L’INCHIESTA SULLA SOGEI IN CUI SONO INDAGATE 26 PERSONE È UNO SVILUPPO DELL’INDAGINE CHE AVEVA PORTATO AL PATTEGGIAMENTO DELLA PENA A TRE ANNI DELL’EX NUMERO DUE DELLA SOCIETÀ, PAOLINO IORIO, E DELL’IMPRENDITORE MASSIMO ROSSI, ARRESTATI LO SCORSO OTTOBRE PER CORRUZIONE – I PERQUISITI SONO 26, TRA LORO CI SONO ANCHE GENERALI DELLA DIFESA E DELL’AERONAUTICA...
INCHIESTA SOGEI, PERQUISIZIONI AL MINISTERO DELLA DIFESA, TERNA E RFI
Enrica Riera per “Domani”
Perquisizioni in corso al ministero della Difesa e in una serie di società pubbliche tra cui Terna, Rete ferroviaria italiana, Polo strategico nazionale.
Al lavoro gli uomini della Guardia di Finanza, su disposizione della procura di Roma che indagano su una serie di appalti negli ambiti del settore sicurezza e cybersicurezza.
I perquisiti sono 26, tra gli indagati anche generali della Difesa e dell’Aeronautica.
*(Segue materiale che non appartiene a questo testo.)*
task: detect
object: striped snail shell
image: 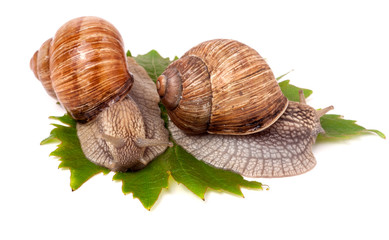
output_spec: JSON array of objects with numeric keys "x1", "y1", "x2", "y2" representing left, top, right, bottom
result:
[
  {"x1": 30, "y1": 16, "x2": 133, "y2": 123},
  {"x1": 30, "y1": 17, "x2": 171, "y2": 172},
  {"x1": 157, "y1": 39, "x2": 288, "y2": 135}
]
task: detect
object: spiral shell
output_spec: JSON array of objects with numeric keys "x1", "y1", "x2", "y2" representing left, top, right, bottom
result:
[
  {"x1": 157, "y1": 39, "x2": 288, "y2": 135},
  {"x1": 30, "y1": 16, "x2": 133, "y2": 123}
]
Mentre tra le ipotesi di reato ci sono corruzione, riciclaggio e autoriciclaggio, turbativa d’asta, fatturazioni false oltre che il traffico di influenze.
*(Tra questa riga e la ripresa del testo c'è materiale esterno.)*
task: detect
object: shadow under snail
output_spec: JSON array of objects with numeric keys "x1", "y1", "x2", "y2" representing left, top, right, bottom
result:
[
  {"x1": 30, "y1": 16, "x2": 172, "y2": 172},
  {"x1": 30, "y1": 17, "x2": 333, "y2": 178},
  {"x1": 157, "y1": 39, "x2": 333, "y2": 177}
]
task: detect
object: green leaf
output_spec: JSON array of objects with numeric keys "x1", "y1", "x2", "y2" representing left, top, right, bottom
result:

L’inchiesta è uno sviluppo dell’indagine su Sogei, che aveva portato al patteggiamento della pena a tre anni dell’ex numero due di Sogei, Paolino Iorio, e dell’imprenditore Massimo Rossi, arrestati lo scorso ottobre per corruzione proprio nell’ambito dell’inchiesta dei pm capitolini sul giro di mazzette e tangenti che è arrivato a minare il cuore più profondo dello Stato. Ora i convolti sono dipendenti pubblici, ma anche privati imprenditori.